# Loading honey onto your truck. Anybody use a moto-dolly?



## jim lyon (Feb 19, 2006)

The ones I remember we're called Ezy-Loader and they were sold by (possibly manufactured by?) AH Meyers in Winfred, SD. They were pretty popular for quite a few years but I haven't seen them any around in quite some time.


----------



## sharpdog (Jun 6, 2012)

Thanks, Ill check 'em out.


----------



## Allen Martens (Jan 13, 2007)

BeeMaid in Winnipeg had one in their Bee Supplies store a summer or two ago. That one was a three wheeler set up and ran for $2000 (I think).


----------



## Ian (Jan 16, 2003)

http://www.herbee.com/page7.htm


----------



## Rob Renneker (Aug 7, 2006)

I used to run Meyers ezy-loaders quite a bit years ago. We used to haul one to the yard when pulling honey and pull out ramps to run stacks up onto the flatbed. They did the job well, just be careful when ramps get slick because things can get interesting real fast.


----------



## jim lyon (Feb 19, 2006)

I have never seen one of those in use but I always pictured them being a bit of an adventure to operate.


----------



## sharpdog (Jun 6, 2012)

Thanks Ian, thats on the right track for sure. As I remember the model we used didn't have the third wheel.


----------



## Ian (Jan 16, 2003)

I have never used one, but know many dont have a hydrolic tail gate and use one of these machines. Works good.
I would think a third wheel is important as the ones that I have seen are heavy. The third wheel holds the balance of the weight so that your not having to lift the weight of the supers, and trolley engine


----------



## beebreeder (Nov 24, 2009)

I guess you are talking something like this, not made in the US however https://www.youtube.com/watch?v=mmzLD7RbsKM


----------



## sharpdog (Jun 6, 2012)

Yeah Beebreeder, thats basically it. With a 3hp gas engine, and without the telescoping feature. Its pretty tough to beat for the price, and cost to operate. The guy I used to work for in Manitoba still uses one and takes off around 300 drums of honey per year with it!


----------



## Ian (Jan 16, 2003)

who did you use to work for?


----------



## JustHoney (Feb 18, 2015)

Phil Veldhuis?

https://www.youtube.com/watch?v=mTkEw3MsC9U

3:40 into the clip shows the motodolly in action.


----------



## wildbranch2007 (Dec 3, 2008)

Rob Renneker said:


> I used to run Meyers ezy-loaders quite a bit years ago. .

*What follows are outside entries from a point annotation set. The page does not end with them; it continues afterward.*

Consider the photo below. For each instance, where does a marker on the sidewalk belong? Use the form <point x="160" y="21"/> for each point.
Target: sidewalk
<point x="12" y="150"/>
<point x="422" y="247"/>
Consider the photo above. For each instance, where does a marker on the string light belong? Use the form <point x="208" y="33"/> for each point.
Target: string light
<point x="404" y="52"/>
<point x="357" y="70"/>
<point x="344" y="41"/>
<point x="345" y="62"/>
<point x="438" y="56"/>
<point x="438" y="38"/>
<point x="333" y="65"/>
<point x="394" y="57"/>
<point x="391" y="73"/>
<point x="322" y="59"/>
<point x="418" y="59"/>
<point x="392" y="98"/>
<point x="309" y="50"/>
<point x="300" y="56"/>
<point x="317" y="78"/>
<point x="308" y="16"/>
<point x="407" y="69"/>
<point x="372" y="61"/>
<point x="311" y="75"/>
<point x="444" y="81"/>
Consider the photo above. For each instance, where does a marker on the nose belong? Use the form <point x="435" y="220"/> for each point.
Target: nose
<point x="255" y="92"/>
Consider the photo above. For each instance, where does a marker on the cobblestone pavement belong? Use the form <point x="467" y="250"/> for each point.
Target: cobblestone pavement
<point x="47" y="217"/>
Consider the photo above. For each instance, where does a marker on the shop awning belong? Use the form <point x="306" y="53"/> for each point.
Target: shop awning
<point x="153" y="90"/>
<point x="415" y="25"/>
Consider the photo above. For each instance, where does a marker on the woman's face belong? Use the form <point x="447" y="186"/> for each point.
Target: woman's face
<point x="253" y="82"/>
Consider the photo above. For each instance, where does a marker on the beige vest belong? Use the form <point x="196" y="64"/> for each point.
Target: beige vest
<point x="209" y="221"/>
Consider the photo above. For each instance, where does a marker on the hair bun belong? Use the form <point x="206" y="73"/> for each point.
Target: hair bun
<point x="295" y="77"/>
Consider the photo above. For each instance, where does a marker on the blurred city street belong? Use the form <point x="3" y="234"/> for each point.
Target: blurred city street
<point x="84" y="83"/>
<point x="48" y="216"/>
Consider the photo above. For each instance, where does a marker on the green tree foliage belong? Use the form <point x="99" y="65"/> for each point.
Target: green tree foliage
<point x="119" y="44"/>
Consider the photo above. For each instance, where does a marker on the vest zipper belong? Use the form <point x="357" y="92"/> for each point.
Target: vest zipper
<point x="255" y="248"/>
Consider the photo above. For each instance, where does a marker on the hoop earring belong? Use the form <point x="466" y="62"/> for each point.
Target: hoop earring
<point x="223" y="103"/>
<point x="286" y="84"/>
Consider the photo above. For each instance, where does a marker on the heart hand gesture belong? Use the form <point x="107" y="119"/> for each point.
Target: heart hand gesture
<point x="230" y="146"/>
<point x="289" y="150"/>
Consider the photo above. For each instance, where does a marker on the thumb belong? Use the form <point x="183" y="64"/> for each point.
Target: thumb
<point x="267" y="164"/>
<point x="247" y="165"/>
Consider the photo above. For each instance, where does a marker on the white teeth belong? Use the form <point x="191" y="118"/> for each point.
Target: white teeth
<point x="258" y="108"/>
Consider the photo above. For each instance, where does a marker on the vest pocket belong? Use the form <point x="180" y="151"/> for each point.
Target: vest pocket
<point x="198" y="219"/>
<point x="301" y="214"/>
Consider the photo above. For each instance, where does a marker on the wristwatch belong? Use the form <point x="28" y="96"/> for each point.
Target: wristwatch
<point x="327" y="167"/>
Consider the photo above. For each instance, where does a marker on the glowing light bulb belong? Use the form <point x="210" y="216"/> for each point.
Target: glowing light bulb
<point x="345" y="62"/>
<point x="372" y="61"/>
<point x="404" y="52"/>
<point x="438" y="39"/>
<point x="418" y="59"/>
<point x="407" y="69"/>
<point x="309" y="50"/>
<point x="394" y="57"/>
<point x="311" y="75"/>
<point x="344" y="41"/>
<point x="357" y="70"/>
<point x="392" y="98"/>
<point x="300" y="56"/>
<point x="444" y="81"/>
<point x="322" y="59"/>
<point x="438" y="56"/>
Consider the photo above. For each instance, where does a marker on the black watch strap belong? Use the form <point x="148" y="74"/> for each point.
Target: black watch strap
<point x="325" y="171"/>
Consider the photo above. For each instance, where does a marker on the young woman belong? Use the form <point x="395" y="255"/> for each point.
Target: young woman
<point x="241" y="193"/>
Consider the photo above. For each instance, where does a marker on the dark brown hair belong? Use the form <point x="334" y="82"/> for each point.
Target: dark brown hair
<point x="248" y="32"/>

I have one sitting in the back yard, used it for a while, I had two problems with it. The biggest problem was the handles are at a height designed for a short person, so I was always bent over all day, ended up easier on my back to just carry them. The other was the gearing on the beast for reverse was designed for a race horse, It came back so fast I was always running backwards trying not to be run over.  both problems could be fixed but I never got around to it. now where is the icon for a round to it.


----------



## James Kellie (Oct 30, 2010)

Ran the ezy loader for years. We loaded honey supers with it when pulling honey, Had 2 we used for loading bees in Mississpi on to semis to head back to Kansas and South Dakota. It also had a barrel attachment that we could load barrels of honey up the ramp in to semi vans. A H Meyers made them. They no longer do but still have a few parts for them yet.


----------